Je massai mon crâne pour accélérer mon réveil difficile. L’atmosphère était calme, certainement à cause de l’heure. Je me levai en gémissant un cri de douleur étouffé. Ma jambe était bien entaillée ; le bras, ça allait. Je devais nettoyer la plaie où c’était l’infection assurée. Je conservais un flacon d’alcool à quatre-vingt-dix chez moi,  planqué bien sûr ; certaines âmes désespérées sont prêtes à tout pour picoler, même si le remontant doit leur foutre en l’air le tube digestif. Restait à savoir comment retourner le chercher sans attirer l’attention. Je pensais qu’Ashâ me filerait un coup de main. Après tout, c’était bien ce que j’avais fait pour elle, non ?

Cependant, je constatai immédiatement qu’elle n’était plus auprès de moi. Je décidai de sortir de la planque pour la retrouver. Peut-être s’était-elle mise en quête du petit-déjeuner ? pensai-je, un peu naïvement. Cette simple évocation me plongea dans un passé lointain, impalpable tant il me semblait irréel.

Je suis né le 22 juillet 2013. Un bel été, il paraît. Enfin, selon les considérations de l’époque évidemment. Maintenant, c’est autre chose. À cet instant, on vivait encore dans une maison en banlieue avant que mon père ne soit muté en ville. On possédait un petit jardin, un barbecue… Quand le temps s’y prêtait, on s’installait sur la terrasse. Mon père buvait son café en lisant son journal. Moi je mangeais mes céréales bourrées de sucre, au grand désespoir de mère, qui n’arrêtait pas de pester contre ces « saloperies » et tous ces industriels qui foutaient en l’air la planète. Je devais avoir six ou sept ans. Autant dire que toutes ces histoires ne me passionnaient pas beaucoup. Je me souviens que mon père se moquait d’elle parce qu’elle continuait d’en acheter. Je suppose qu’au fond, elle voulait surtout me faire plaisir. Ces enfoirés n’hésitaient pas à titiller la corde sensible. Ils rendaient les gamins accros et après, aux parents de se démerder. Pas étonnant qu’on en soit arrivés là.

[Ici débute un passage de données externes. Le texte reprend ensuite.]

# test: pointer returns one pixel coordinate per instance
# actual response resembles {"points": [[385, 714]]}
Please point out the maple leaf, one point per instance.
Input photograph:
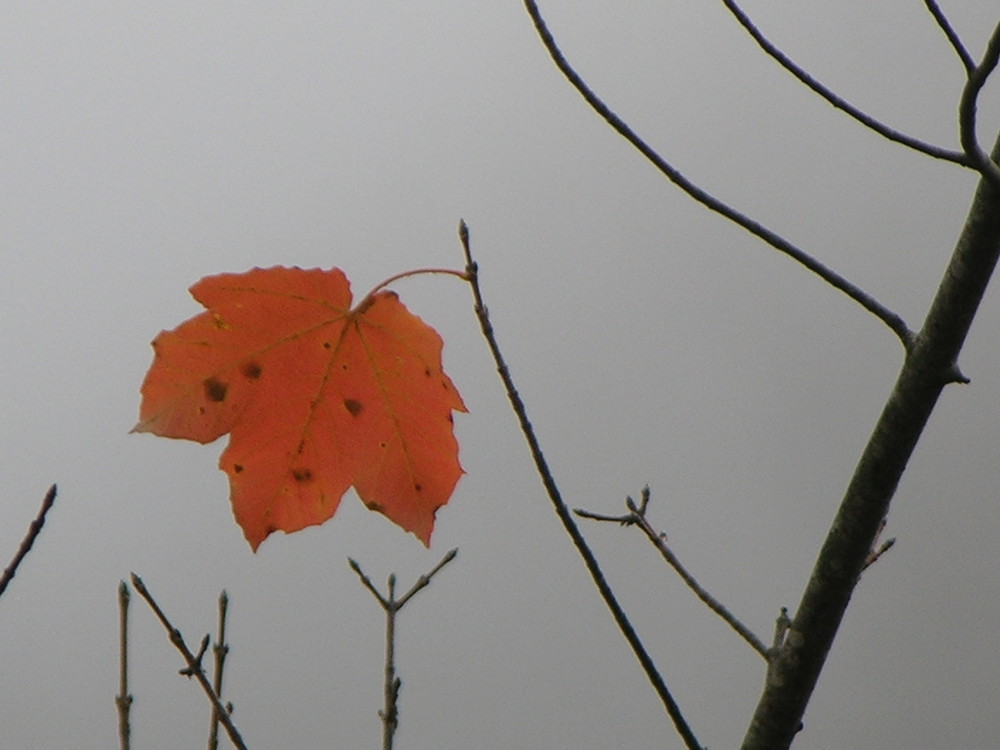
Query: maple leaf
{"points": [[317, 397]]}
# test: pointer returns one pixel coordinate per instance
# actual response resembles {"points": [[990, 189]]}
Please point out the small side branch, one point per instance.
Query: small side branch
{"points": [[957, 157], [779, 243], [123, 701], [29, 539], [956, 43], [193, 668], [562, 510], [392, 684], [967, 110], [636, 516]]}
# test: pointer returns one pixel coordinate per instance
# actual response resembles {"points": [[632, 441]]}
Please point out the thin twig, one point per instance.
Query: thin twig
{"points": [[193, 668], [391, 684], [220, 650], [887, 316], [956, 43], [957, 157], [562, 511], [636, 516], [967, 110], [123, 700], [29, 539]]}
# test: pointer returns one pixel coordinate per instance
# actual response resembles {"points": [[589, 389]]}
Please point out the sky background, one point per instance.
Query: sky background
{"points": [[147, 144]]}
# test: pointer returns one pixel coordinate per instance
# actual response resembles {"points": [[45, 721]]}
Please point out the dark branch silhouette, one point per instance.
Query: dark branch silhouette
{"points": [[887, 316]]}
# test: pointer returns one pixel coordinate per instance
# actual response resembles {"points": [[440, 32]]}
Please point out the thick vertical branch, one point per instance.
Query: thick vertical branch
{"points": [[931, 363], [123, 700]]}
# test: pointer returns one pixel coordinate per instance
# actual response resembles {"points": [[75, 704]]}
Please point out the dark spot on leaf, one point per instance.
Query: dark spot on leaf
{"points": [[215, 390]]}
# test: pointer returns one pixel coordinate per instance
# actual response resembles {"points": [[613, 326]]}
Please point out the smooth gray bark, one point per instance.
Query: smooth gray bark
{"points": [[930, 365]]}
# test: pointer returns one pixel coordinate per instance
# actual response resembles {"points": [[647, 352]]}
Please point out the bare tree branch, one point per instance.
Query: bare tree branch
{"points": [[123, 701], [967, 110], [193, 668], [930, 364], [392, 684], [562, 510], [887, 316], [956, 157], [636, 516], [29, 539], [956, 43]]}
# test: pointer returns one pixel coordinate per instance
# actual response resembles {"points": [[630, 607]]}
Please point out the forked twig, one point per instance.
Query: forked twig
{"points": [[967, 110], [562, 510], [193, 668], [29, 539], [956, 157], [636, 516], [390, 711], [876, 308]]}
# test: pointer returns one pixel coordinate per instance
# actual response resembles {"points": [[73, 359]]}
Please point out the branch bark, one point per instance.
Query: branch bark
{"points": [[930, 365]]}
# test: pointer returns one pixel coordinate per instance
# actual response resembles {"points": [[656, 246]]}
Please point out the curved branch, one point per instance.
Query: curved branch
{"points": [[956, 43], [562, 510], [956, 157], [967, 110], [929, 366], [887, 316]]}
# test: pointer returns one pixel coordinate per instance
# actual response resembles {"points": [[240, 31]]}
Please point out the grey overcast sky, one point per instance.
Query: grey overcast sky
{"points": [[147, 144]]}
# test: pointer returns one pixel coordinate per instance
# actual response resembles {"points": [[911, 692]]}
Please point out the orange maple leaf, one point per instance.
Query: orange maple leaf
{"points": [[316, 396]]}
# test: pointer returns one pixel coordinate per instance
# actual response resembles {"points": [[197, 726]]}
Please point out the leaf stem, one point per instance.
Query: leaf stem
{"points": [[562, 510]]}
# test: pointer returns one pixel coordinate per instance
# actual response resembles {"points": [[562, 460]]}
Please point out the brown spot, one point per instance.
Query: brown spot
{"points": [[215, 390]]}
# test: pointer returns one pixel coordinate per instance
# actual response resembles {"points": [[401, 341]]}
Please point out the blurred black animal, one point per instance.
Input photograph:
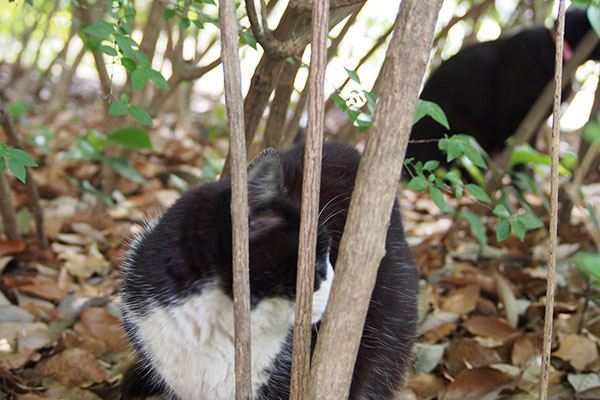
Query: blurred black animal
{"points": [[486, 89]]}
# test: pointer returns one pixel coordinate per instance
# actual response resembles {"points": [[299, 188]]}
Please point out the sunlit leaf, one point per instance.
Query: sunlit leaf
{"points": [[117, 108], [478, 193], [431, 109], [140, 115]]}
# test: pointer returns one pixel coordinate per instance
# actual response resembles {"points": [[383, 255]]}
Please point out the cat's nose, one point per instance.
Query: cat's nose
{"points": [[321, 296]]}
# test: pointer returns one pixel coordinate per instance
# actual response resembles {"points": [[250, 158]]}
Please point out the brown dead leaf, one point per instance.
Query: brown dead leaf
{"points": [[25, 335], [523, 348], [17, 360], [490, 327], [74, 367], [424, 385], [577, 350], [463, 353], [473, 384], [461, 301], [99, 323]]}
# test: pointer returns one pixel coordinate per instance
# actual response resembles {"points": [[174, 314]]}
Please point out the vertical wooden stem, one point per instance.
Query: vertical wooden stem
{"points": [[310, 203], [560, 33], [363, 242], [239, 199]]}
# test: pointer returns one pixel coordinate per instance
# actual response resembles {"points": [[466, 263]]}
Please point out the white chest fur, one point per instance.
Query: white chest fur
{"points": [[192, 344]]}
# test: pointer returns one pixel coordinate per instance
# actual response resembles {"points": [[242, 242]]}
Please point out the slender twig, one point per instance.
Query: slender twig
{"points": [[363, 243], [239, 199], [311, 184], [550, 284], [7, 210]]}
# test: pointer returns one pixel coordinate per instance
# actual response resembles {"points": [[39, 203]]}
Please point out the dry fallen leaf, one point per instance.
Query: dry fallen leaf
{"points": [[74, 367], [490, 327], [577, 350], [99, 323], [463, 353], [461, 301], [473, 384]]}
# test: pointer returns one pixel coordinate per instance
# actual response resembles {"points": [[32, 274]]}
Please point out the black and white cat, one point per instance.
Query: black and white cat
{"points": [[177, 287]]}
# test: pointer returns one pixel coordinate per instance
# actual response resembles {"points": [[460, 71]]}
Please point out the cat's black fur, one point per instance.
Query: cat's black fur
{"points": [[486, 89], [191, 244]]}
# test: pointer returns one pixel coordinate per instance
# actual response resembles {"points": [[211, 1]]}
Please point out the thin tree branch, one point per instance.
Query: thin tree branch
{"points": [[239, 199], [539, 110], [550, 281], [362, 245], [311, 183], [7, 209]]}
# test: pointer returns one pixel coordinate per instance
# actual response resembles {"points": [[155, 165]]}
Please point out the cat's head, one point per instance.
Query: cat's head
{"points": [[274, 229]]}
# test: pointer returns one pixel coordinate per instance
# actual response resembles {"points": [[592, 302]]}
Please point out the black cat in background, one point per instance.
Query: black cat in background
{"points": [[486, 89]]}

Je cherchai Ashâ un peu partout, en prenant garde d’être discret, les types de la veille pouvaient débarquer n’importe quand pour finir leur job. L’hypothèse me paraissait toutefois peu probable, quelle personne serait assez bête pour s’éterniser où l’on a perdu sa trace ? Enfin, c’est probablement ce qu’ils devaient penser. En ce qui me concernait, je m’imaginais plutôt malin. Au bout d’une heure d’investigation, je me fis à l’idée : la belle s’était tirée, avec mon fusil, mon manteau et les cartouches qu’il contenait. Voilà à quoi ça mène de jouer les preux chevaliers au service de la veuve et l’orphelin, me dis-je en posant mes fesses sur un bloc de béton tagué de tant d’écritures qu’il en était devenu impossible d’en déchiffrer une seule. Je demeurai assis quelques minutes avant de percevoir les bribes d’une conversation. Deux hommes approchaient.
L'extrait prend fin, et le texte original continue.